Virago

A stack of ten books published with the 'Virago' and 'VMC' imprints.

On recent visits to Broadleaf Books in Abergavenny I could not help but notice their plentiful stock of used Virago “Modern Classics” paperbacks all arranged together in their distinctive dark green livery. Last time I was there I decided to buy some of them, picking out a couple of the slenderer volumes: The Shutter of Snow by Emily Holmes Coleman and Grace Paley’s The Little Disturbances of Man. They have joined eight other books already on my shelves bearing the Virago/VMC imprint.

There have been others that have come and gone in the past. The first one I bought, ca. 1990, was Jane Bowles' Two Serious Ladies. I was curious to try it having been much impressed by Paul Bowles' The Sheltering Sky. It may have been quite a while before my second Virago, as, for too many years, male authors heavily outnumbered female ones in the fiction section of my library. This was oddly specific sexism on my part as there was always a more equal gender balance in the non-fiction and poetry I read. More recently I had copies of Sylvia Townsend Warner’s Summer Will Show and The Corner that Held Them. And, in addition to the four books of hers shown above, I owned Barbara Comyns' novels Who Was Changed and Who Was Dead and The Skin Chairs. If shelf-space weren’t at such a premium, I would have held on to them all.

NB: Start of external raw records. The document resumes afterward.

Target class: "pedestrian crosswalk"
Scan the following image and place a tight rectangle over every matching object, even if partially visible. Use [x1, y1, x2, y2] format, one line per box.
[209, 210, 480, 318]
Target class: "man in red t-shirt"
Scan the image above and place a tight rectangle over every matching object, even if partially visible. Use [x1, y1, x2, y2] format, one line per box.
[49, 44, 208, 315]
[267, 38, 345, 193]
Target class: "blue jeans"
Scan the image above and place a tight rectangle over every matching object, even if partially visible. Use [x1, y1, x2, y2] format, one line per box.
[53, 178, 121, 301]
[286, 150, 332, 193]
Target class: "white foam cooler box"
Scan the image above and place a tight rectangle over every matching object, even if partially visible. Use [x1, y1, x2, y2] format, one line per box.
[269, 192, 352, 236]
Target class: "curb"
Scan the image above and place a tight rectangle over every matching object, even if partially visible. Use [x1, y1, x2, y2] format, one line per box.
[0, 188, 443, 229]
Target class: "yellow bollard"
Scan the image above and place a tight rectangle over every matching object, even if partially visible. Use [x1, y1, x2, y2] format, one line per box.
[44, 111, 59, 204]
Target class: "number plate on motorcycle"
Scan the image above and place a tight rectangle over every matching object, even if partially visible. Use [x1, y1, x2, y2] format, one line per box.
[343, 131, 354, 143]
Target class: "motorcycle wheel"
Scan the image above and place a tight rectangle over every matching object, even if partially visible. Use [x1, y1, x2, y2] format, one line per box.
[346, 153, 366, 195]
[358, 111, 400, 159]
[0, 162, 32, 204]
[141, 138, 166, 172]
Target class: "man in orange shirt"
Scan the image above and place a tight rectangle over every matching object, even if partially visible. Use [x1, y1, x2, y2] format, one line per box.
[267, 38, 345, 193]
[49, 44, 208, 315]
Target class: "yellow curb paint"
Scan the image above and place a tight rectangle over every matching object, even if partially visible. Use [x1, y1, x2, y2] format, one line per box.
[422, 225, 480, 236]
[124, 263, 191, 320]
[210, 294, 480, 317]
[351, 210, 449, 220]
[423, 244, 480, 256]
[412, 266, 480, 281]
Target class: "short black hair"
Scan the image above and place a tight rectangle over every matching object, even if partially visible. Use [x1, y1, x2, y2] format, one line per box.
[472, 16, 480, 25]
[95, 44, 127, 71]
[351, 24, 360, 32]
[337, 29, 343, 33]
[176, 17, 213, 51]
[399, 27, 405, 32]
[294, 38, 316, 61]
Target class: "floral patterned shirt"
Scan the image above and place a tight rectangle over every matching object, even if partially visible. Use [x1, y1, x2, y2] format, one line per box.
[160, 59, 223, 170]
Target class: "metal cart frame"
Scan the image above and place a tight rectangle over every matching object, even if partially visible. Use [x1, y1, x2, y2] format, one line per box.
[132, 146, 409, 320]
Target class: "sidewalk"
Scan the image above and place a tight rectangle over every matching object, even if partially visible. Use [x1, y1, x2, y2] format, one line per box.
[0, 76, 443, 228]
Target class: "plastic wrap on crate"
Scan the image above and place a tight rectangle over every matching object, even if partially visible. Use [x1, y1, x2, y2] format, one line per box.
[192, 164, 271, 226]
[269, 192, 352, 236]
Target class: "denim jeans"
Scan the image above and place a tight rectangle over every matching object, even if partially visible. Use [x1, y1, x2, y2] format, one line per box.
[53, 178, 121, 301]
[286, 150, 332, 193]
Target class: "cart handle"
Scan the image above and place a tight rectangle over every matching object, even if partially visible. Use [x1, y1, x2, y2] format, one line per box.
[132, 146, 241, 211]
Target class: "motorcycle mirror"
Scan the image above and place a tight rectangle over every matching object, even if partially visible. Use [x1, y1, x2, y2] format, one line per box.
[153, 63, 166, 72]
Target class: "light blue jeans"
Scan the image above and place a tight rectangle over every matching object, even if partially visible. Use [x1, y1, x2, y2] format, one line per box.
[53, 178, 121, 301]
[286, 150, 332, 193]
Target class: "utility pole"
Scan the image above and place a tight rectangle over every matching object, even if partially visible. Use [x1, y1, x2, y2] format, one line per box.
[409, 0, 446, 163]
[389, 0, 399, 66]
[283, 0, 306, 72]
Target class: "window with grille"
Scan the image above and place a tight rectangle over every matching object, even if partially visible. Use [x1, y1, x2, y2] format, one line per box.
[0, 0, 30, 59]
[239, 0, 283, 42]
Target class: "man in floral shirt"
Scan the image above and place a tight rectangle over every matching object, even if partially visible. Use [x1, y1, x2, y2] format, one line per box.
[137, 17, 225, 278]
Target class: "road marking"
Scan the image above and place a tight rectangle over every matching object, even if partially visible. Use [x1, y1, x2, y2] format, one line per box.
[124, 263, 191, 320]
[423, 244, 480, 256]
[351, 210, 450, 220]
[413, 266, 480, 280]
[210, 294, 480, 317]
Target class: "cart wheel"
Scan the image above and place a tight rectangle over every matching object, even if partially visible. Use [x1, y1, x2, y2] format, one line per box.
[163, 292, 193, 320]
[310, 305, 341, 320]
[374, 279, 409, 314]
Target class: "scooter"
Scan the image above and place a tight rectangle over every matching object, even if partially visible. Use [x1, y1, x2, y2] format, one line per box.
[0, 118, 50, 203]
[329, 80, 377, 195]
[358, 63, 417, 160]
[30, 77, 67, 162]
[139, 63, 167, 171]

The copy of Comyns' debut novel Sisters by a River in the picture has ‘Virago Modern Classics’ on the cover but a Penguin logo on its spine. The same author’s Our Spoons Came from Woolworths and The Vet’s Daughter are both from printings post-dating the dark-green colour-scheme. At the bottom of the stack is an ’80s VMC hardback original in the shape of Jennifer Dawson’s The Upstairs People, which I sought out after her first book The Ha-Ha had hit the spot for me. The other two hardbacks are both short-story collections by Daphne du Maurier (The Birds and Don’t Look Now) and are from the decorative VMC ‘Designer Collection’ launched in 2008.